Formation | April 1992 |
---|---|
Dissolved | June 2000 |
Type | Theatre group |
Purpose | Experimental, Site-specific |
Location |
|
Membership | Anna Papadakos, Carlo Alacchi, Pascal Maeder, Dave Ballard, Daniel Brochu, Patroklos Timamopoulos, Arto Paragamian, James Schidlowsky, Ramon-Luis Perez |
Artistic director(s) | Anna Papadakos |
Dummies Theatre was a Canadian experimental and interdisciplinary contemporary theatre company known for creating free site-specific works and daring productions in vacant stores located in Montreal during the 1990s.
The group was founded in April, 1992 by actors Anna Papadakos, Carlo Alacchi, filmmaker Pascal Maeder and soundman Dave Ballard for the production of the original play Dummies in the Window. The production took place in the vacant store below Papadakos and Maeder’s apartment on Montreal's Boulevard Saint-Laurent. [1] [2] The actors commissioned installation artist Pierre Allard to create a storefront display. While the artist was setting up, a falling dummy shattered the glass window and crashed on the sidewalk, missing Montreal Gazette's reporter Albert Nerenberg by only a few feet. Nerenberg wrote an article titled "Crashing Dummies" about the incident that prompted the group to use the term Dummies for their play title and theatre name. With no money to promote the show and a strong creative intention to build a "street theatre environment" by behaving like "barkers", the actors stood in front of the venue before the performances to lure passersby. The popularity and success of the initial two-week run allowed for an extension of two weeks.
Papadakos, who took on the role of Artistic Director in addition to writing and directing the shows, was motivated by the show's success and a desire to create a "conscious" theatre. She launched a financing drive and caught the attention of Canadian philanthropist, Phyllis Lambert, who saw it as a way to rejuvenate neighborhoods through art. With the assistance of The Samuel and Saidye Bronfman Family Foundation and various other sources, the newly formed theatre company raised enough funds to produce a second play, Return of the Dummies, the following year in a bigger vacant store a few doors up the street. In the fall of 1995, the group completed its trilogy on immigrants with Dummies 95 in yet another empty store on the Boulevard Saint-Laurent.

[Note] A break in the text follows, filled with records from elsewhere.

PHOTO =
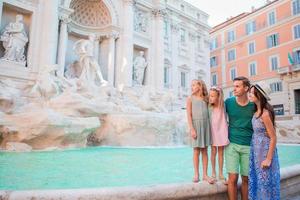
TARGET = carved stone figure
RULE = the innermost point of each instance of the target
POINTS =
(139, 66)
(87, 64)
(140, 22)
(14, 40)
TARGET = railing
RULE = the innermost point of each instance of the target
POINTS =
(289, 69)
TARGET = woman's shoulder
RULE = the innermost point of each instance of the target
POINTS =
(189, 98)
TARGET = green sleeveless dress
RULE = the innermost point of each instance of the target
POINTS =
(201, 123)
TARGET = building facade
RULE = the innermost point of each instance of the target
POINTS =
(173, 35)
(263, 45)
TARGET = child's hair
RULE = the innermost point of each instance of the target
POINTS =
(219, 91)
(204, 94)
(264, 104)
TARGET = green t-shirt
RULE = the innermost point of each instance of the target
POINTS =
(240, 125)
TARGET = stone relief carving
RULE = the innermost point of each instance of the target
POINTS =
(86, 69)
(140, 21)
(14, 40)
(139, 66)
(90, 13)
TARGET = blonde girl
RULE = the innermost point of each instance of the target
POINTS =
(198, 122)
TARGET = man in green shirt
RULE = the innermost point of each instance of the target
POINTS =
(240, 112)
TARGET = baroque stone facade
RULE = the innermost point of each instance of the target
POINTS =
(172, 34)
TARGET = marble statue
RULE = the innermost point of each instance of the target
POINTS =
(139, 66)
(140, 22)
(89, 67)
(14, 40)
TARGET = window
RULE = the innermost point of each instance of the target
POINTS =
(167, 77)
(296, 7)
(271, 18)
(231, 55)
(251, 48)
(183, 79)
(252, 69)
(273, 62)
(250, 27)
(182, 8)
(232, 73)
(276, 87)
(214, 79)
(230, 36)
(213, 61)
(182, 35)
(297, 31)
(296, 56)
(166, 29)
(214, 44)
(272, 40)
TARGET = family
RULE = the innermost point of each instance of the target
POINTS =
(244, 128)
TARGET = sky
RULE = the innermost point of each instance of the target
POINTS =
(220, 10)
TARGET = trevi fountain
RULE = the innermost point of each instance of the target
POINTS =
(104, 78)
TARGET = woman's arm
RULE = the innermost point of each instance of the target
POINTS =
(189, 116)
(189, 112)
(272, 135)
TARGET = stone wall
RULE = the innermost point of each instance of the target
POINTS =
(290, 187)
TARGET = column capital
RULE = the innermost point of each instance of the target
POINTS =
(159, 12)
(64, 13)
(113, 35)
(65, 19)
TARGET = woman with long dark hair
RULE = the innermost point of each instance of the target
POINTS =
(264, 171)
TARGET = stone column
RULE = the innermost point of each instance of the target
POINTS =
(49, 32)
(1, 8)
(63, 42)
(124, 76)
(111, 58)
(158, 53)
(96, 47)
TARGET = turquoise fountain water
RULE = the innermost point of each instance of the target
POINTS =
(105, 167)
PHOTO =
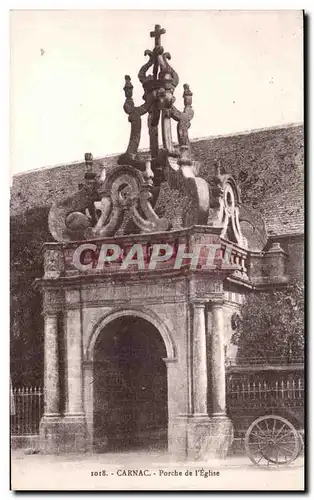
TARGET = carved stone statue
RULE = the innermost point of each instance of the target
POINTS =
(125, 198)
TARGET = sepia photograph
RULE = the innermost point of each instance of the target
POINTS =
(157, 250)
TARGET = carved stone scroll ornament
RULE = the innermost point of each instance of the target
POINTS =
(101, 211)
(225, 208)
(127, 193)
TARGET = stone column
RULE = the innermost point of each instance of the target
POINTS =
(199, 360)
(75, 438)
(74, 364)
(218, 361)
(51, 365)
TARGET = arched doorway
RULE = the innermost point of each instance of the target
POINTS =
(130, 386)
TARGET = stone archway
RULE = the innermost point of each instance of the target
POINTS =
(130, 386)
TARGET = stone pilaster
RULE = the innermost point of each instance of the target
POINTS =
(50, 422)
(199, 360)
(220, 436)
(218, 374)
(74, 363)
(51, 365)
(75, 430)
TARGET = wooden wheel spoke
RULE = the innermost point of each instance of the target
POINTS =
(287, 449)
(262, 438)
(290, 433)
(261, 430)
(280, 431)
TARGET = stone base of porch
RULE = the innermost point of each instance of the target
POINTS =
(63, 435)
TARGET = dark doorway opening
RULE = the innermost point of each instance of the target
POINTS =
(130, 387)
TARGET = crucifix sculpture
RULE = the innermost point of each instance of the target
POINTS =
(157, 34)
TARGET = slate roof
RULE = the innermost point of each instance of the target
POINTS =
(267, 163)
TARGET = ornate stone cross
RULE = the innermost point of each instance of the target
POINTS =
(157, 34)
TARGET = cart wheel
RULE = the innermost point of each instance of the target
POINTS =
(272, 440)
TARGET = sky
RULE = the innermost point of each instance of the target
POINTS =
(245, 69)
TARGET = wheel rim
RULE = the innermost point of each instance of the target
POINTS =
(272, 440)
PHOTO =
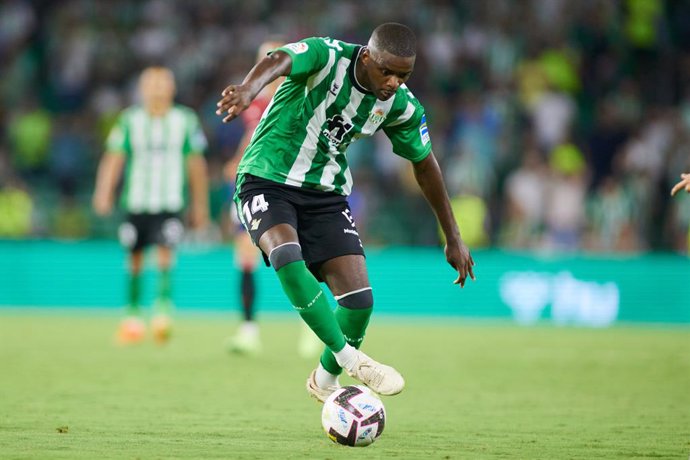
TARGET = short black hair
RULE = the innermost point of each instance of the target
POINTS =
(397, 39)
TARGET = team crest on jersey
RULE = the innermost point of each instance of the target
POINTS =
(297, 48)
(336, 128)
(377, 116)
(424, 131)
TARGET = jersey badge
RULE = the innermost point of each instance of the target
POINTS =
(297, 48)
(377, 116)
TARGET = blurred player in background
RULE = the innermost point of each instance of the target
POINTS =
(294, 178)
(683, 184)
(247, 339)
(160, 144)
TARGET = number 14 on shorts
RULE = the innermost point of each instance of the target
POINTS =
(259, 204)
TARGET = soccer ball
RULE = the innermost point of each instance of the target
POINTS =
(353, 416)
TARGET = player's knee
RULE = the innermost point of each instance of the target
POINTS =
(284, 254)
(357, 300)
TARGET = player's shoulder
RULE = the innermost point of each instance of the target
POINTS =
(131, 113)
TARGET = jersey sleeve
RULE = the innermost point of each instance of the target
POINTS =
(409, 133)
(308, 57)
(195, 140)
(117, 141)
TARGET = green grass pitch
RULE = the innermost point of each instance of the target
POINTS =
(474, 391)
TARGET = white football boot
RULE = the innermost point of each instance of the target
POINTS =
(380, 378)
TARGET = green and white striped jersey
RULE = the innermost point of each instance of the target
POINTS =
(156, 150)
(318, 111)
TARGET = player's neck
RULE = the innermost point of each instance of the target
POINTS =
(157, 109)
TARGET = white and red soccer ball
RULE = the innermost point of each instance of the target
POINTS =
(353, 416)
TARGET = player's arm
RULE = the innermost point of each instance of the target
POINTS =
(230, 168)
(428, 175)
(198, 189)
(109, 172)
(683, 184)
(236, 98)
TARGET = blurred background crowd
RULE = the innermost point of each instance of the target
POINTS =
(560, 125)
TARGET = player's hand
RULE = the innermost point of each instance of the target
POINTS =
(459, 257)
(684, 183)
(235, 99)
(102, 204)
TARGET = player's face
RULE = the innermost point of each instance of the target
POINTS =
(157, 86)
(386, 72)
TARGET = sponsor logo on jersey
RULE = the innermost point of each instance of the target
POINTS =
(297, 48)
(424, 131)
(377, 116)
(336, 128)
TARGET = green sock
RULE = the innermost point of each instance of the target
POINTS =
(353, 323)
(309, 300)
(164, 301)
(134, 294)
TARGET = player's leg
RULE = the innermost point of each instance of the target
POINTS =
(246, 255)
(348, 280)
(282, 245)
(161, 322)
(335, 253)
(132, 328)
(167, 231)
(269, 213)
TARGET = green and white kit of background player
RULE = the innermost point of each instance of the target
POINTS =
(156, 150)
(328, 109)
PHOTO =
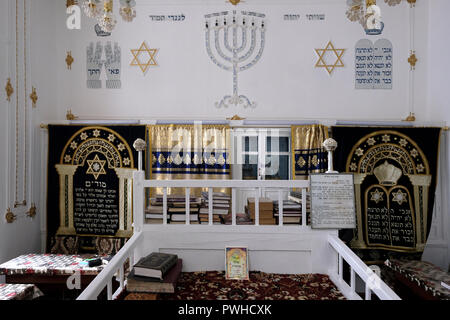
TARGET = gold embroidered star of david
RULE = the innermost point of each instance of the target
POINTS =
(330, 67)
(96, 167)
(150, 62)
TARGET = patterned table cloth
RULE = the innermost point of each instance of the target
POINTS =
(48, 264)
(19, 292)
(424, 275)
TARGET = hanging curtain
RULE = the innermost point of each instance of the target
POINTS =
(308, 155)
(188, 152)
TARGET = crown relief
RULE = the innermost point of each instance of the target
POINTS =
(387, 174)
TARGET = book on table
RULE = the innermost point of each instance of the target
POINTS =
(145, 284)
(155, 265)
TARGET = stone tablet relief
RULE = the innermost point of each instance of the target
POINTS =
(332, 201)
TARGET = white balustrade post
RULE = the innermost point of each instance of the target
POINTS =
(233, 206)
(304, 207)
(164, 205)
(188, 206)
(280, 207)
(330, 145)
(210, 206)
(138, 200)
(257, 195)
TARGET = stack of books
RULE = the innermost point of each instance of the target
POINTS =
(265, 210)
(157, 273)
(221, 207)
(297, 197)
(176, 209)
(241, 219)
(292, 212)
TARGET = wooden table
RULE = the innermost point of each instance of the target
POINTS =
(50, 273)
(19, 291)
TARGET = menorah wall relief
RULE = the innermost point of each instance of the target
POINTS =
(229, 32)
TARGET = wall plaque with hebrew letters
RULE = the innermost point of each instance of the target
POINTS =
(90, 175)
(373, 64)
(332, 201)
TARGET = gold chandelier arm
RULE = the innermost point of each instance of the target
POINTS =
(9, 89)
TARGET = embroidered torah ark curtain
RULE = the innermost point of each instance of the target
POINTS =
(308, 154)
(90, 171)
(395, 177)
(188, 152)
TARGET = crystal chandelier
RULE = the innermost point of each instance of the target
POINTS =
(127, 11)
(92, 8)
(107, 21)
(368, 14)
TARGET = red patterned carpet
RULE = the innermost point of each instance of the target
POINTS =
(212, 285)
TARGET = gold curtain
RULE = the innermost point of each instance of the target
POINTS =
(188, 152)
(308, 155)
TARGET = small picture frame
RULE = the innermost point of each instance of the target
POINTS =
(236, 263)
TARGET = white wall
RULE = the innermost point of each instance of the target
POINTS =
(23, 236)
(437, 107)
(284, 83)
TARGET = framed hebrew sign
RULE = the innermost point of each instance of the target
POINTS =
(90, 171)
(332, 201)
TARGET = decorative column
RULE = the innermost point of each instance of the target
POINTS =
(66, 173)
(421, 184)
(125, 202)
(358, 179)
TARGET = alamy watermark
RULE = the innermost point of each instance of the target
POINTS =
(73, 21)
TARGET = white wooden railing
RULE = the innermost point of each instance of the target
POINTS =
(260, 187)
(115, 268)
(371, 280)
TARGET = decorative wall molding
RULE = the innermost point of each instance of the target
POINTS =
(20, 140)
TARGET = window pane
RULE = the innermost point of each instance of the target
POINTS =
(250, 167)
(277, 144)
(277, 167)
(250, 144)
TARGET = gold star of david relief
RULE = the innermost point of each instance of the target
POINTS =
(96, 167)
(329, 67)
(151, 60)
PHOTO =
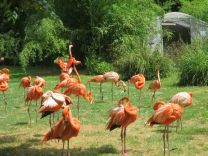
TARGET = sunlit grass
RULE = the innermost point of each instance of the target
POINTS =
(17, 137)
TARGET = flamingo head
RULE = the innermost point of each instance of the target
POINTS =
(70, 46)
(5, 70)
(47, 94)
(190, 93)
(66, 113)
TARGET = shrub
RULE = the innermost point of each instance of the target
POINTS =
(144, 62)
(194, 66)
(43, 41)
(97, 66)
(9, 46)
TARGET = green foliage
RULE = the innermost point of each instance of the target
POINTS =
(9, 46)
(97, 65)
(194, 65)
(144, 62)
(169, 5)
(196, 8)
(43, 40)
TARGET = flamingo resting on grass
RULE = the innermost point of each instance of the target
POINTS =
(32, 93)
(51, 102)
(165, 114)
(122, 116)
(66, 128)
(184, 99)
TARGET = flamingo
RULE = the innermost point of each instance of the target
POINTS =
(32, 93)
(4, 87)
(66, 128)
(66, 77)
(155, 85)
(122, 116)
(39, 81)
(184, 99)
(77, 88)
(66, 66)
(25, 82)
(52, 102)
(139, 82)
(4, 78)
(165, 115)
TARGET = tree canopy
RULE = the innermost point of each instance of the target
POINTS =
(37, 31)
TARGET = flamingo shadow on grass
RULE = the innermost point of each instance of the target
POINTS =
(34, 147)
(21, 123)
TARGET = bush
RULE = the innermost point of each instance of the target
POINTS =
(97, 66)
(194, 66)
(144, 62)
(9, 46)
(44, 41)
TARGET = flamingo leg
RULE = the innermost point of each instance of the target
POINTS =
(122, 144)
(50, 121)
(140, 93)
(125, 151)
(5, 102)
(164, 140)
(62, 153)
(112, 92)
(24, 93)
(53, 119)
(153, 96)
(36, 112)
(101, 91)
(28, 111)
(68, 153)
(167, 138)
(181, 122)
(78, 107)
(128, 89)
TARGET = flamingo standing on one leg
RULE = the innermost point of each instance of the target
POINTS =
(66, 128)
(165, 115)
(25, 82)
(4, 87)
(32, 93)
(155, 85)
(184, 99)
(39, 81)
(139, 82)
(122, 116)
(77, 88)
(51, 102)
(4, 78)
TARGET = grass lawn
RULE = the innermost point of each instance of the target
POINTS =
(18, 138)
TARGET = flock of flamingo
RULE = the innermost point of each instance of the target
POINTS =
(121, 116)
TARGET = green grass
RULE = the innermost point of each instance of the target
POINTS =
(18, 138)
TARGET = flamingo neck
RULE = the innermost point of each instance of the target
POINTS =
(79, 80)
(158, 75)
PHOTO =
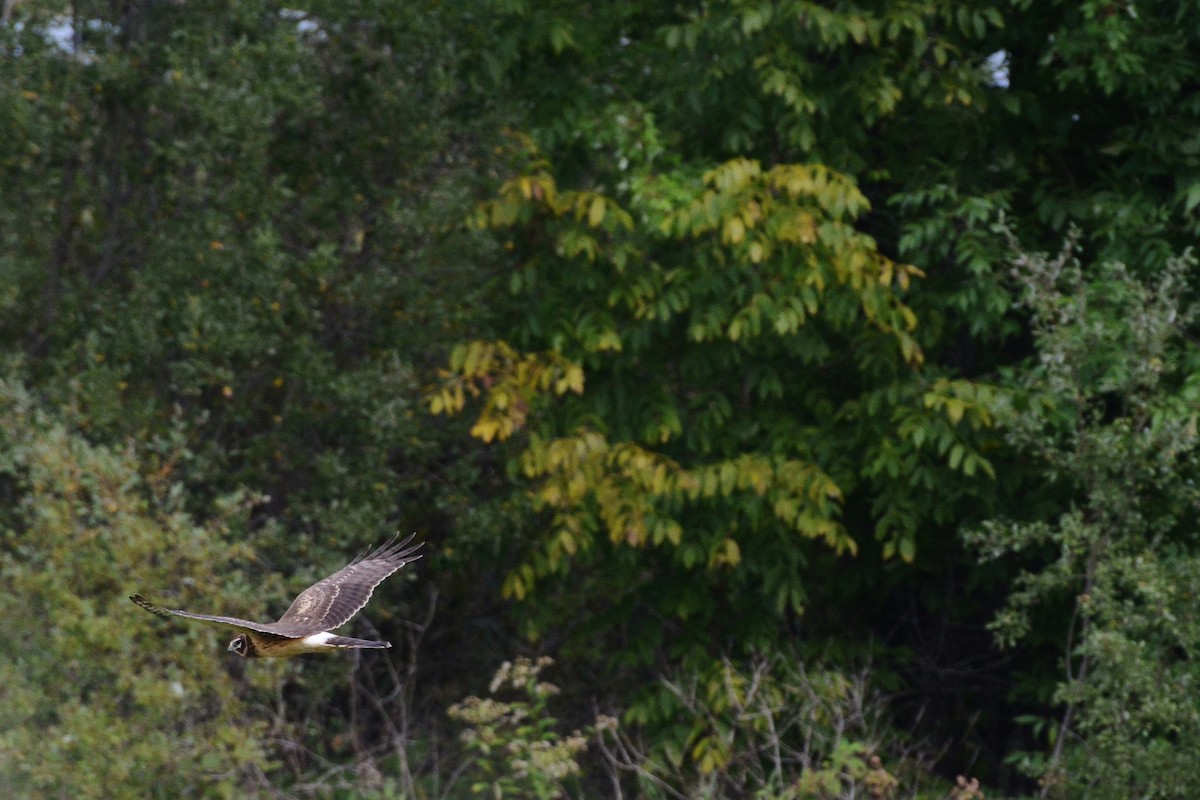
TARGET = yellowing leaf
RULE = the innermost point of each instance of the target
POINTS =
(595, 212)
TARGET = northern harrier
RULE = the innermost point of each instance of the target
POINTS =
(318, 609)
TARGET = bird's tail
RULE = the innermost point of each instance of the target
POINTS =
(349, 642)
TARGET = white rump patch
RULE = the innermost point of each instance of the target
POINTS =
(318, 639)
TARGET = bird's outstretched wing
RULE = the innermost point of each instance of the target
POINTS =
(333, 601)
(243, 625)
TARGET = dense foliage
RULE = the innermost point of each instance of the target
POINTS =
(711, 347)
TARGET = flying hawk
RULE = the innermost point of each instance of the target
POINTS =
(306, 626)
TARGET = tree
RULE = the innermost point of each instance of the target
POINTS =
(1107, 410)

In 1996, the group created Go Weast, the first of three pieces on alienation. As the early 1990s recession was ending in Montreal, empty stores filled with new businesses and the group rented the second floor of a newly moved grocery store (Segal's), which later became the home of Mainline Theatre. Go Weast's success and subject matter along with its stunning dream-like 16mm original footage of visuals of Canada and Canadians attracted the attention of Festival de Théâtre des Amériques’s Artistic Director Marie-Hélène Falcon, making Dummies Theatre the first English Theatre company from Québec to be invited to partake in the international event. [3] The play Medea in the Media followed in 1998 and was performed in the same space, which had become the company's permanent home. Theatre Critic Aurèle Parisien described the experimental group's imprint on Montreal's Main at the end of the millenium. [4]
The intriguing black posters appeared along Montreal’s Saint-Laurent Boulevard and other key locations in early May. Beside “Dummies Theatre” in small print, the large, luminescent blue-on-black block of type on the top says “Medea in the Media” - an alliteration as seductive as it is confusing, leaving a nagging impression of misreading. A band of haunting black and white images across the middle of the poster has the same effect, seducing while eluding straightforward comprehension: on the left, a misty field with a bit of railway track; on the right, the rippled surface of a sea or lake. The two images bleed into each other in a middle panel where the field, the railway track and the curving side of a moving train become immersed in a film of watery ripples. In the lower part of the poster the same mysterious blue type proclaims “Free Theatre,” providing dates and a nameless Saint-Laurent Boulevard address. Anyone checking the address on the way up the street would discover a door leading into a stairway to the second floor above Segal’s Supermarket.
In 2000, the group produced its last creation before disbanding, Dummies in the Mirror. This was an introspective piece that used the lighting technician as a third actor with a wired console providing the only illumination.
Immigrant identity, culture shock and tensions, relationships with the self and the other, alienation and identity in general were the main themes of the Dummies. The sets, designed by Maeder, were primarily minimalist using surveillance cameras, video and original 16mm black-and-white footage projected through windows or reflected through mirrors, props and found objects.